For the vast majority of drilling operations, a driller cannot tell you where each tool joint, stabiliser, motors, collars, hvwt and other non-shearables (250-500 tooljoints) is in relation to all the rams, annulars etc, 8 different positions in the stack at any point in time.
They have to stop and locate them.....then verify against the paperwork.
When the bushings flew out of the well, and the TDS landed in the company mans office, do you think he turned around and looked at your spreadsheet?
Spreadsheets are what is killing this industry.
The driller needs a real time display, in cyberbase, that shows a tooljoint in relation to all his rams as they pass through the stack. This is achievable, it is something that drillers have asked for for years.

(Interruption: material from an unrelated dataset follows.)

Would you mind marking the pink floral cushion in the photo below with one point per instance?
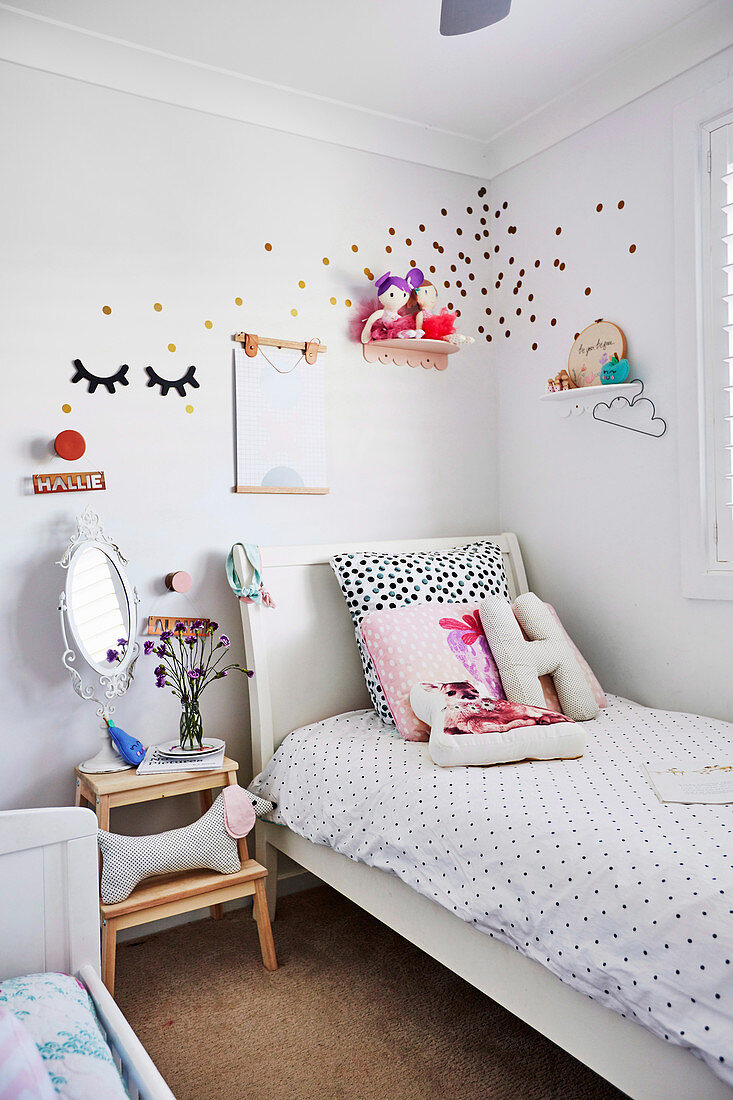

"When the bushings flew out of the well"
If you're referring to the "bushing" it never was in the well...
Look. Can yall just stop it with the stupid dick measuring contest and get back to the tech discussion?
Real time monitoring would be great, BUT, it looks to me that their tool joint had been spaced correctly for circulating, does anyone come up with different numbers?
Thanks Alf, I was sitting here scratching my head thinking, gee, how can a driller possibly not know critical information about his drill string, such as where to place it so to not grab on a joint, etc.? The answer is, he can't not know. At least using a spreadsheet, and yeah, I could make one that would do it in about five minutes. That said, I'm surprised that the procedure isn't somehow automated, and that the entire drilling procedure isn't automated for safety, to increase productivity and to reduce labor costs. Certainly it will be soon, check this video out of an automated cpt pushing machine.
Automated CPt rig
And speaking of writing things down on a form in an aluminum clipboard. How are things like critical pressures, pump volumes, etc. recorded and displayed? Is the lack of proper display of this information a potential contributing factor to the blow out?
"and that the entire drilling procedure isn't automated for safety, to increase productivity and to reduce labor costs."
** on it since about 1930
Hearing video from Kenner La last Friday.
What jumped out at me during the testimony of the BP well design engineer was a question that Halliburton asked him. Halliburton designed the cement job on that last section of casing to have 21 centralizers. How many centralizers did BP use in that last section? His answer was 6. So, my question is wouldn't a cement bond log have been particularly useful to have before displacing to sea water, since they had gone with so few centralizers?
If we can use an ROV to cut riser in 5000 feet of water the drill string calculator display should be a breeze.